Hi, I am trying to use Bumblebee to transcript audio to text
I have few multiple *.webm files with audio that sounds like ‘text audio with Bumblebee’, ‘one, two, three, four, five’, etc
I can reproduce it with mediaplayer and all file contains different audio
However, looks like bumblebee always generates same prediction with text ’ you’:
predicitons: %{
chunks: [
%{text: " you", start_timestamp_seconds: nil, end_timestamp_seconds: nil}
]
}
# ..x5+ times
predicitons: %{
chunks: [
%{ text: " Thank you.", start_timestamp_seconds: nil, end_timestamp_seconds: nil }
]
}
predicitons: %{
chunks: [
%{text: " Bye.", start_timestamp_seconds: nil, end_timestamp_seconds: nil}
]
}
(predicitons
is IO.inspect
label in here)
My code:
Application application.ex
, child spec:
children = [
........
{Nx.Serving,
serving: create_audio_serving(),
name: Recognizer.AudioServing,
batch_size: 4,
batch_timeout: 100}
.....
]
defp create_audio_serving() do
# Load the pre-trained model
{:ok, model_info} = Bumblebee.load_model({:hf, "openai/whisper-tiny"})
{:ok, featurizer} = Bumblebee.load_featurizer({:hf, "openai/whisper-tiny"})
{:ok, tokenizer} = Bumblebee.load_tokenizer({:hf, "openai/whisper-tiny"})

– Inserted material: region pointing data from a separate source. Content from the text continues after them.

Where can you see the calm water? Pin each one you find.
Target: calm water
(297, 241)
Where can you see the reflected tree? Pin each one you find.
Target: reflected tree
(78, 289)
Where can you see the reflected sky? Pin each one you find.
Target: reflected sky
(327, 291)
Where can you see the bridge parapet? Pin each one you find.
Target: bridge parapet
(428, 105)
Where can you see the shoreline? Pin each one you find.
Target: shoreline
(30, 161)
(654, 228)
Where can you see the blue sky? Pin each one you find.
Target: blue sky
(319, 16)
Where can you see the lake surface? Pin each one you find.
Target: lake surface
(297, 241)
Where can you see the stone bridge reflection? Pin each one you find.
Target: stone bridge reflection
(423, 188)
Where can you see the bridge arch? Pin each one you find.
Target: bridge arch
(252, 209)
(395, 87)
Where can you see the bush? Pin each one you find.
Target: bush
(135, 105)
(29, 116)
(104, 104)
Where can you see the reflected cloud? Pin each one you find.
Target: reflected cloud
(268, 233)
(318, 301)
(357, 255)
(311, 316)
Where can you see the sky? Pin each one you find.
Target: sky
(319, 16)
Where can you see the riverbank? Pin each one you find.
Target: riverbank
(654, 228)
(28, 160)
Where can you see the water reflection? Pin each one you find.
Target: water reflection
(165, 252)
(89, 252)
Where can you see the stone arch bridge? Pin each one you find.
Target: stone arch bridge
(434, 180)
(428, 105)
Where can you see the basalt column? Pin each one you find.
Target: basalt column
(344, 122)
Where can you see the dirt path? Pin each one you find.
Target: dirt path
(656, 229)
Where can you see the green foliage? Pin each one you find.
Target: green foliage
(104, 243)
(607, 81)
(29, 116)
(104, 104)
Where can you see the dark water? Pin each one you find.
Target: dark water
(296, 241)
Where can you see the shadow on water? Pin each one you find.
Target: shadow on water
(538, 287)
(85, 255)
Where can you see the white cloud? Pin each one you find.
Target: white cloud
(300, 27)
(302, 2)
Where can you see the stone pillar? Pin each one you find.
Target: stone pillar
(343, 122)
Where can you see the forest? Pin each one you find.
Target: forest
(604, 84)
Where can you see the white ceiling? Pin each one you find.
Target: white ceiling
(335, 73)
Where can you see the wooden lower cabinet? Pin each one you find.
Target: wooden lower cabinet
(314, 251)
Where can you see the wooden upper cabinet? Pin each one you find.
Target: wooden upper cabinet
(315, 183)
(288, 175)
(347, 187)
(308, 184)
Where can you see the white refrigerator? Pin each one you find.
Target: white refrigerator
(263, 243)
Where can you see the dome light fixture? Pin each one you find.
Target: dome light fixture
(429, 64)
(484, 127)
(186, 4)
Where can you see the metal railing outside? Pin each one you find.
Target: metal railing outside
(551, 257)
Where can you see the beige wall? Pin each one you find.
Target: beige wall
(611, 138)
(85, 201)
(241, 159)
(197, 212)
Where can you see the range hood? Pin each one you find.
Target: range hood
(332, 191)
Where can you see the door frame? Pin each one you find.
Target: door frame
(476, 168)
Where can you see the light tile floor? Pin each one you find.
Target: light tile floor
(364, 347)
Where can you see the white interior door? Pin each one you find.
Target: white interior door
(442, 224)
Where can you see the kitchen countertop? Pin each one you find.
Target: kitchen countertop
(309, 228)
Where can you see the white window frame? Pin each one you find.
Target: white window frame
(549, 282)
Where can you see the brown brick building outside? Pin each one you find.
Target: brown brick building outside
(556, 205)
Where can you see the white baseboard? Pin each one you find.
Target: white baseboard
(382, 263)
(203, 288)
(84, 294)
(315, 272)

{:ok, generation_config} = Bumblebee.load_generation_config({:hf, "openai/whisper-tiny"})
Bumblebee.Audio.speech_to_text_whisper(model_info, featurizer, tokenizer, generation_config,
compile: [batch_size: 4],
defn_options: [
compiler: EXLA
]
)
end
In worker process I have code:
defmodule Recognizer.Room do
@moduledoc false
use GenServer, restart: :temporary
...
@impl true
def handle_cast({:receive_audio_msg, audio_base64}, state) do
file = "/tmp/audio-#{state.id}.webm"
audio_data = Base.decode64!(audio_base64)
File.write!(file, audio_data)
reader = Xav.Reader.new!(file, read: :audio)
case Xav.Reader.next_frame(reader) do
{:ok, frame} ->
tensor = Xav.Frame.to_nx(frame)
Task.async(fn -> Nx.Serving.batched_run(Recognizer.AudioServing, tensor) end)
{:error, :no_keyframe} ->
Logger.warning("Couldn't decode audio frame - missing keyframe!")
end
{:noreply, state}
end
@impl true
def handle_info({_ref, predicitons}, state) do
predicitons |> IO.inspect(label: :predicitons)
{:noreply, state}
end
I have added default exla backend like it is suggested in very similar question but predicition still nonsense
What I am doing wrong and why I have this random predictions?